L'economia USA continua a crescere. Il PIL è atteso in crescita del 2,4% nel 2019: a inizio anno si stimavano numeri inferiori, ma l'ammorbidimento della politica monetaria della Fed, con il ritmo meno incalzante della normalizzazione dei tassi e alcune congiunture favorevoli hanno aiutato a posticipare ulteriormente il rallentamento: ora nel 2020 è attesa una crescita dell'1,9% e dell'1,8% nel 2021. L'inflazione è attesa all'1,9% nel 2019, 2,1% nel 2020 e 2,1% nel 2021. Continuano a crescere i nuovi occupati, + 263.000 in aprile 2019, e la disoccupazione è scesa al 3,6% dal 3,8. La Federal Reserve, dicevamo, ha rallentato il ritmo del suo ciclo di rialzo dei tassi: nel 2019 è atteso dal consenso un solo ulteriore rialzo, ma alcuni pensano che i tassi resteranno invariati nel corridoio 2,25-2,50%, e aderisco a questa ipotesi. Qualcuno parla persino di un taglio dei Fed Funds, con argomentazioni tecniche non del tutto surreali. In ogni modo, un bias non fortemente restrittivo della politica monetaria della Fed è una buona notizia per tutto il mondo, soprattutto per i mercati emergenti, spesso fortemente indebitati e molto sensibili ai tassi americani.

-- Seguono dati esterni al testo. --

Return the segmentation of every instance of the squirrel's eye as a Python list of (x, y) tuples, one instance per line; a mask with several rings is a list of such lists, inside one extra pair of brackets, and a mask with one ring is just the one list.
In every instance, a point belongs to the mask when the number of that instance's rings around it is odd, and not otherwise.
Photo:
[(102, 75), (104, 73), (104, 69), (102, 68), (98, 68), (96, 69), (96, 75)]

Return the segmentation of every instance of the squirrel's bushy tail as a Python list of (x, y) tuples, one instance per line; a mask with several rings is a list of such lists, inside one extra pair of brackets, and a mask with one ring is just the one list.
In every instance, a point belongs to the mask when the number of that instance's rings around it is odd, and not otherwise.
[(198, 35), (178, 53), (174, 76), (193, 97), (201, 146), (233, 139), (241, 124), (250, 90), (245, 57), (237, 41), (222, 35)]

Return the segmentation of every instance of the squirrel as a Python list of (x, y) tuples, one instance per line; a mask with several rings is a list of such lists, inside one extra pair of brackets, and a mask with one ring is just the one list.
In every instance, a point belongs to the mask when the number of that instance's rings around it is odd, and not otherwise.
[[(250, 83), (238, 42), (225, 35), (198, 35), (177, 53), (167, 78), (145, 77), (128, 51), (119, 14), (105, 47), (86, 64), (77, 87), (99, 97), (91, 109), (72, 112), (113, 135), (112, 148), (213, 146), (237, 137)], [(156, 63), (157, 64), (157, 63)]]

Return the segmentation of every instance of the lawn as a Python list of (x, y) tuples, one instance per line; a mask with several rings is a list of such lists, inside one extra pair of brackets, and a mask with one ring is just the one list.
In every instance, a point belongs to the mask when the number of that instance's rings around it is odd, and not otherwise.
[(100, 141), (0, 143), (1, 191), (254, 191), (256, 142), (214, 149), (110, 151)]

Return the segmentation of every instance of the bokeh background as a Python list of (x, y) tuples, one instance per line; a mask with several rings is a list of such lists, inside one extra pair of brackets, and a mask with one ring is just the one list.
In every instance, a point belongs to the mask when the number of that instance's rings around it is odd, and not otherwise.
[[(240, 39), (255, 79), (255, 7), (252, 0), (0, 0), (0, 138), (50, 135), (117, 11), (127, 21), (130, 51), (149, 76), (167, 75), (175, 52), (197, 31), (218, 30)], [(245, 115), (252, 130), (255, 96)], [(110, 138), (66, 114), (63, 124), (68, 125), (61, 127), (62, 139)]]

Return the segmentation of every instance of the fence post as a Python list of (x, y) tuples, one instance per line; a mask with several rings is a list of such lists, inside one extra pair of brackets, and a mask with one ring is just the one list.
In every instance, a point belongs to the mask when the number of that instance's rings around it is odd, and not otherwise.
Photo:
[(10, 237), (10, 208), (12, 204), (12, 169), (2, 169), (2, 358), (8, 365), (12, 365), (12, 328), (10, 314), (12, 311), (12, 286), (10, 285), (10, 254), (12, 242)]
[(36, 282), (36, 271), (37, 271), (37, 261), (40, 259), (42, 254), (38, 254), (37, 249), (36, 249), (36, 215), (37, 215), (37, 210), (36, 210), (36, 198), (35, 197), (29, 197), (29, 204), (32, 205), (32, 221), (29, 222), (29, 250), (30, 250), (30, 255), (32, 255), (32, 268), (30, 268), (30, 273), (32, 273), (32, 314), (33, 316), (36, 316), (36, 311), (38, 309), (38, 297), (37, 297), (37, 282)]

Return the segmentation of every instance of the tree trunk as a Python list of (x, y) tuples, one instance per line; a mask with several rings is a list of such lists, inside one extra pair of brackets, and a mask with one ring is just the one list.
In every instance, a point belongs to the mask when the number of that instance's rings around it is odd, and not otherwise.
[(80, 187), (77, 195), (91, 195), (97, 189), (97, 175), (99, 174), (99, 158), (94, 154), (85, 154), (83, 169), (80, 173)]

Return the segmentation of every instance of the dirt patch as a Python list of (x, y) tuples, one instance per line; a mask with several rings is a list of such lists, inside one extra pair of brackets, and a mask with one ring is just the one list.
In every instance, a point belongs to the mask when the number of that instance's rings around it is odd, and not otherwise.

In Europa ci sono come al solito due velocità. Mentre la Germania e i paesi più efficienti, ai quali si è unita persino la Spagna, continuano a crescere a ritmi sostenuti, l'Italia stenta ma tutto sommato resiste e migliora. L'Eurozona vede una crescita attesa all'1,1% nel 2019, 1,4% nel 2020 e 1,4% nel 2021. L'Italia si entusiasma per un +0,2% trimestrale annunciato a fine aprile, che è pochissima cosa, ma è da considerare un risultato positivo per un paese strutturalmente compromesso come l'Italia.